18 APRIL
PharmaSols was contracted by a small UK-based biotech company to conduct a Phase 1 dermatology clinical trial in Australia. The sponsor was looking to get the study started within a short period of time to achieve the ‘first patient in’ milestone for their investors.
Australia has some of the fastest and most streamlined ethics and regulatory frameworks, enabling the first patient to be enrolled faster than anywhere else in the world. Due to this, the sponsor selected Australia as the destination of their clinical trial.
Choosing a CRO who knows and understands the nuances of the region in which the trial is being conducted is highly beneficial. Despite Australia’s relatively straightforward regulatory processes, there are unique regional and cultural requirements that play vital roles in the application process.
PharmaSols was considered a good fit for the small biotech as a knowledgeable and well-connected CRO in Australia – with strong, longstanding relationships with ethics and regulatory body representatives and established relationships with trial sites and local experts. This can have a significant impact on the success of a clinical trial.
The sponsor also recognised the importance of PharmaSols’s specialised regional expertise in navigating the complex ethics and regulatory environments, as well as its reputation as a CRO that delivers efficient and flexible solutions within tight timeframes and limited budgets.
PharmaSols employed a proactive approach to achieve rapid start-up, focusing on swift ethics and regulatory approvals and concurrent site activation.
PharmaSols has a dedicated rapid start-up team consisting of regulatory and clinical professionals with more than 20 years of experience in the ANZ clinical trial industry.
This team understands country-specific and regional regulations, enabling us to implement proactive solutions to potential challenges and accelerate the timelines from trial site selection to first patient in.
We were able to achieve the start-up for this Phase 1 dermatology study in a rapid 3-month window.
The full regulatory approval was achieved merely 40 days from the final protocol receipt.
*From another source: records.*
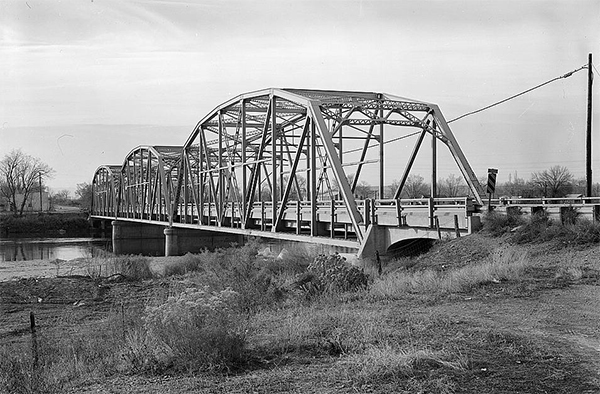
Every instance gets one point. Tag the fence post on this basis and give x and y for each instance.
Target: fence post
(456, 229)
(298, 216)
(332, 218)
(34, 351)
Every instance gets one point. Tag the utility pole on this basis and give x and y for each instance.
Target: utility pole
(588, 156)
(41, 205)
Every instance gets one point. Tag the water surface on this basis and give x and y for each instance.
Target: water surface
(24, 249)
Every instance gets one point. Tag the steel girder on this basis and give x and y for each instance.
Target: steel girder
(148, 187)
(105, 187)
(277, 145)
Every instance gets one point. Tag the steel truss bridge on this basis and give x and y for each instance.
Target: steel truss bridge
(288, 164)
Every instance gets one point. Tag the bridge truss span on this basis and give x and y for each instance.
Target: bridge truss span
(287, 163)
(293, 150)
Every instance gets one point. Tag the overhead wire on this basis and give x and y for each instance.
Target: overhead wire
(567, 75)
(564, 76)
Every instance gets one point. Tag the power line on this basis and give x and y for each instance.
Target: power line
(567, 75)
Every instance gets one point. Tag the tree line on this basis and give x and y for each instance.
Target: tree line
(22, 176)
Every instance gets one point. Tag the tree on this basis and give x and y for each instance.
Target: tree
(452, 186)
(414, 187)
(84, 195)
(554, 182)
(22, 175)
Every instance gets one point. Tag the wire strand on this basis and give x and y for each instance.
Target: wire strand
(567, 75)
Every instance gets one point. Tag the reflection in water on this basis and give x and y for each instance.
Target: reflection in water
(22, 249)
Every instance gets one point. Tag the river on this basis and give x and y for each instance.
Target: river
(25, 249)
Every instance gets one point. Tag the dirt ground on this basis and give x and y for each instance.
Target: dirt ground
(550, 307)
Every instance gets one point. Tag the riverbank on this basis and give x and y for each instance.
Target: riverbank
(46, 224)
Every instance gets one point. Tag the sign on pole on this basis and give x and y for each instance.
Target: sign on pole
(492, 180)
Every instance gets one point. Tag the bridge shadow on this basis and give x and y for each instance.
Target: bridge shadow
(410, 247)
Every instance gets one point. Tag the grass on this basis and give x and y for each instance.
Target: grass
(134, 268)
(539, 228)
(504, 264)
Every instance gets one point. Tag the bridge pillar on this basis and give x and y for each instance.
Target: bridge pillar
(376, 239)
(137, 238)
(179, 241)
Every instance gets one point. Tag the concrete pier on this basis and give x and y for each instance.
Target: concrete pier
(137, 238)
(179, 241)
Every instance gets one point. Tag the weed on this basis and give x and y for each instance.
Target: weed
(134, 268)
(497, 224)
(541, 229)
(504, 264)
(184, 265)
(330, 274)
(386, 362)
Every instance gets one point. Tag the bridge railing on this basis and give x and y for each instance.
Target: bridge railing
(519, 201)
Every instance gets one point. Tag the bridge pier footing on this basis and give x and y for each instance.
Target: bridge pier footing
(137, 238)
(179, 241)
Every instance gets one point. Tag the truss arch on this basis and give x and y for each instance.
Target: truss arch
(105, 187)
(149, 177)
(277, 147)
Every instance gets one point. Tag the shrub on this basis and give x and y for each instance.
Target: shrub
(197, 329)
(542, 229)
(496, 223)
(505, 264)
(239, 269)
(133, 267)
(184, 265)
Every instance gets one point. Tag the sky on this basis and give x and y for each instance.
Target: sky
(83, 82)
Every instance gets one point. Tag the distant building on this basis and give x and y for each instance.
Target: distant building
(32, 204)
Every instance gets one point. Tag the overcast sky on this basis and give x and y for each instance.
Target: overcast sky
(83, 82)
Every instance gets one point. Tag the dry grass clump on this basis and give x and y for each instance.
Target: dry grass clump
(134, 268)
(385, 362)
(319, 329)
(194, 330)
(184, 265)
(505, 264)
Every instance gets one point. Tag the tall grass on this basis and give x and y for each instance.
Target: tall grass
(386, 362)
(506, 263)
(132, 267)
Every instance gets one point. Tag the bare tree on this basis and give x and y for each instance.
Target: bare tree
(554, 182)
(414, 187)
(452, 186)
(84, 194)
(20, 176)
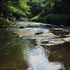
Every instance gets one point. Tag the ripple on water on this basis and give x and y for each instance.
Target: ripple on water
(38, 61)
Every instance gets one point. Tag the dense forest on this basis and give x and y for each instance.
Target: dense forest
(47, 11)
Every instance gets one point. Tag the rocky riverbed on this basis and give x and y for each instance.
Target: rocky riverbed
(44, 34)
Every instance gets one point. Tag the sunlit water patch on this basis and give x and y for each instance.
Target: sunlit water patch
(37, 60)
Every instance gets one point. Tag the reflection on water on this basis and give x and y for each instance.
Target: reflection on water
(14, 55)
(38, 61)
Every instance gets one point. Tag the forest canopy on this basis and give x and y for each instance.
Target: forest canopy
(34, 10)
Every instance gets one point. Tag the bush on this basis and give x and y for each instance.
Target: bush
(58, 18)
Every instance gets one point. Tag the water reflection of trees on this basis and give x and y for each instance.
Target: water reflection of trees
(10, 52)
(62, 56)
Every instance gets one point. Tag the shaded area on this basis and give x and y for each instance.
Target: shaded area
(11, 57)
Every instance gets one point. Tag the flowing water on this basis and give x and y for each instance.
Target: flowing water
(21, 49)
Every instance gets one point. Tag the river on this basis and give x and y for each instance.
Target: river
(34, 46)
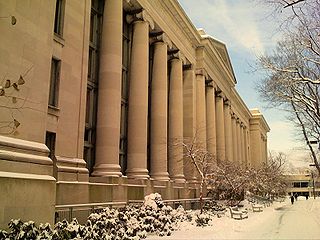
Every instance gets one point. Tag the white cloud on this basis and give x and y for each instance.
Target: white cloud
(235, 22)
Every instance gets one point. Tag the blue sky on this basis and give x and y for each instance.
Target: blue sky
(248, 30)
The team worked tirelessly to ensure the first SIV was achieved only 4 days after the full regulatory and ethics approvals were granted. The first patient was screened only 3 days after site activation.
Our team implemented four key strategies:
At PharmaSols, our Start-Up team strategically leverages our position in Australia. Our proven track record underscores the effectiveness of our approach, emphasising that clinical trials can be swift, efficient, and cost-effective whilst maintaining the highest standards of excellence.
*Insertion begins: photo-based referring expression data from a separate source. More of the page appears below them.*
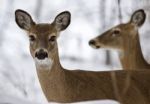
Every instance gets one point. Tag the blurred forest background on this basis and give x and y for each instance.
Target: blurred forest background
(89, 19)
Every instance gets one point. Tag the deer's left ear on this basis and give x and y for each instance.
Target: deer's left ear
(62, 20)
(138, 17)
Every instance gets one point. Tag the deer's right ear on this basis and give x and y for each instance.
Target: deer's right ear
(138, 17)
(23, 19)
(62, 20)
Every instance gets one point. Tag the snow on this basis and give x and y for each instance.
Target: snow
(18, 80)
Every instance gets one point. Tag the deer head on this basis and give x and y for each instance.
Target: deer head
(42, 36)
(118, 36)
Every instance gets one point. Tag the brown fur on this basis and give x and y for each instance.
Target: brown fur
(66, 86)
(127, 42)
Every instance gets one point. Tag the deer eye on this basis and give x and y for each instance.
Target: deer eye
(32, 38)
(52, 38)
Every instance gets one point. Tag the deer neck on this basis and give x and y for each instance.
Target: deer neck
(132, 57)
(50, 76)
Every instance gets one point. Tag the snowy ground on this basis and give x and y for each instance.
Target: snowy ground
(18, 79)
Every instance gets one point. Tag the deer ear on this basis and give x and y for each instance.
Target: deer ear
(62, 20)
(138, 17)
(23, 19)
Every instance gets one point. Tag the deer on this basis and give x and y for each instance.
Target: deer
(125, 38)
(66, 86)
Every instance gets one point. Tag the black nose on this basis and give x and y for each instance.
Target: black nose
(41, 54)
(91, 42)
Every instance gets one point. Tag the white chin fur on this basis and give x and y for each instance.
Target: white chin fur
(43, 64)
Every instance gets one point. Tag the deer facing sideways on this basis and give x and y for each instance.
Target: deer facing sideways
(125, 38)
(66, 86)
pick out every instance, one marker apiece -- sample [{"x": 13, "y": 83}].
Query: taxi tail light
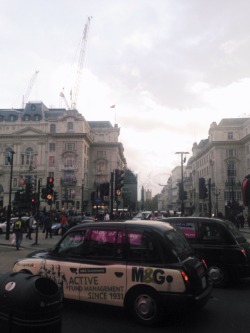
[
  {"x": 243, "y": 251},
  {"x": 185, "y": 277}
]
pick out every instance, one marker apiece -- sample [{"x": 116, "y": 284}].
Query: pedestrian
[
  {"x": 241, "y": 220},
  {"x": 30, "y": 226},
  {"x": 106, "y": 217},
  {"x": 48, "y": 225},
  {"x": 18, "y": 229},
  {"x": 64, "y": 224}
]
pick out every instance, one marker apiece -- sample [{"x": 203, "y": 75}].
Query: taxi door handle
[{"x": 119, "y": 274}]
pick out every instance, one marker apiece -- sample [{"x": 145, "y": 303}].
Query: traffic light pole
[
  {"x": 182, "y": 182},
  {"x": 112, "y": 193},
  {"x": 37, "y": 212},
  {"x": 10, "y": 190}
]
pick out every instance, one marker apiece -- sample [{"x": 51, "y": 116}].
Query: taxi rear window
[
  {"x": 178, "y": 243},
  {"x": 105, "y": 243}
]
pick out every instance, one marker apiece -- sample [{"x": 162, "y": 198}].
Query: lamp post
[
  {"x": 10, "y": 160},
  {"x": 216, "y": 193},
  {"x": 182, "y": 181},
  {"x": 82, "y": 196}
]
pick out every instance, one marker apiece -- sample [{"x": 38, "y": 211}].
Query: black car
[
  {"x": 147, "y": 267},
  {"x": 225, "y": 249}
]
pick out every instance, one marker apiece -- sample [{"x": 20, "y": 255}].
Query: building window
[
  {"x": 52, "y": 146},
  {"x": 231, "y": 152},
  {"x": 70, "y": 146},
  {"x": 37, "y": 117},
  {"x": 26, "y": 117},
  {"x": 28, "y": 158},
  {"x": 15, "y": 182},
  {"x": 51, "y": 161},
  {"x": 231, "y": 171},
  {"x": 52, "y": 128},
  {"x": 7, "y": 157},
  {"x": 12, "y": 117},
  {"x": 70, "y": 126},
  {"x": 101, "y": 166},
  {"x": 248, "y": 163},
  {"x": 101, "y": 154}
]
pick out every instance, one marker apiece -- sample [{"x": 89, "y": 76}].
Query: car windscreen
[
  {"x": 235, "y": 232},
  {"x": 179, "y": 244}
]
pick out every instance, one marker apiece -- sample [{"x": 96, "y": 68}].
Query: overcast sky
[{"x": 171, "y": 68}]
Our team delivered a well-coordinated, collaborative and customised approach to support this small biotech achieve their rapid start-up timeline of just 3 months.
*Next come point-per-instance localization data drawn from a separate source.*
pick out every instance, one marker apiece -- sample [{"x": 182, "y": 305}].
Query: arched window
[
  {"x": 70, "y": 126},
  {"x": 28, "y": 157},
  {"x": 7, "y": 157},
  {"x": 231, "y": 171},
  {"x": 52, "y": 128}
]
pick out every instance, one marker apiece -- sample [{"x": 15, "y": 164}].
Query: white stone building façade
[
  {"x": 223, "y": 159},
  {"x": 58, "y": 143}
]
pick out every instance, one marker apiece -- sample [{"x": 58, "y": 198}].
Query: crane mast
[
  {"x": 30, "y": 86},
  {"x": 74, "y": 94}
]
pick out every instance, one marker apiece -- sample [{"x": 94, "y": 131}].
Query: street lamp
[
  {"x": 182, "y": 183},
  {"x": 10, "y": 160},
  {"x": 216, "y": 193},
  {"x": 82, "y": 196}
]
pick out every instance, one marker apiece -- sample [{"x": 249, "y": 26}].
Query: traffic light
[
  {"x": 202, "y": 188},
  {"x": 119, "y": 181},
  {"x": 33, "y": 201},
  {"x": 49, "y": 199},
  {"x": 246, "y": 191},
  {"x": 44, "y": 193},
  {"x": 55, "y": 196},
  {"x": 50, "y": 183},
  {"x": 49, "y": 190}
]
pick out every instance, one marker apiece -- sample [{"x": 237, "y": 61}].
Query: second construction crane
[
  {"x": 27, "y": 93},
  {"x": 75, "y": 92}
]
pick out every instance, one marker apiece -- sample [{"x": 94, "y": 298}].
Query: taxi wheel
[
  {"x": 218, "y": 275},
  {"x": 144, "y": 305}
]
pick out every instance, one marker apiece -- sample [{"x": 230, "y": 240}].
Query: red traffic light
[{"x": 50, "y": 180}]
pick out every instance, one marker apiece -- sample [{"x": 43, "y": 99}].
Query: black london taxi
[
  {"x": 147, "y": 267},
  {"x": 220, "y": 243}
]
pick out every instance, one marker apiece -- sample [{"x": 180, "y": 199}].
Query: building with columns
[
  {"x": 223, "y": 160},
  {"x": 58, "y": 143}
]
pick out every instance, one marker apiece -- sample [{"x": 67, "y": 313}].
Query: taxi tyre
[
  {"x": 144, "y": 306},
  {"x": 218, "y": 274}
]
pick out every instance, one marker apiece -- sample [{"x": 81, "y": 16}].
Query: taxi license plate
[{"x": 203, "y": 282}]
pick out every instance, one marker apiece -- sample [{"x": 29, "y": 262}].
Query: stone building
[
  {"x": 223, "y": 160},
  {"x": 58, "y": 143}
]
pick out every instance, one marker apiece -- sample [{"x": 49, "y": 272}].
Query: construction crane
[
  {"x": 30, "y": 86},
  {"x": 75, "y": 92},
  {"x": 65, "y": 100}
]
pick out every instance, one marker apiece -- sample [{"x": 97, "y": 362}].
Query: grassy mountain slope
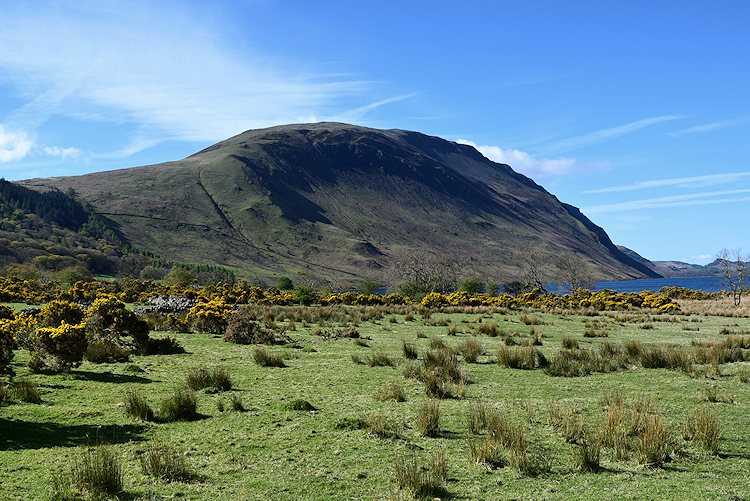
[{"x": 339, "y": 201}]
Our deep and comprehensive service allowed us to guide our overseas client team effectively. We provided crucial regional support, flexibility, and tailored solutions to ensure that all regulatory and safety/quality aspects were considered and study milestones were achieved. Our strong partnership with the client assured rapid attention and proactive solutions to any potential issues.
As the study progresses, continuous monitoring and adaptive management strategies will be essential to maintain momentum and promptly address any challenges.
Recruitment efforts remain underway, so stay tuned for updates on patient recruitment for this Phase 1 dermatology study.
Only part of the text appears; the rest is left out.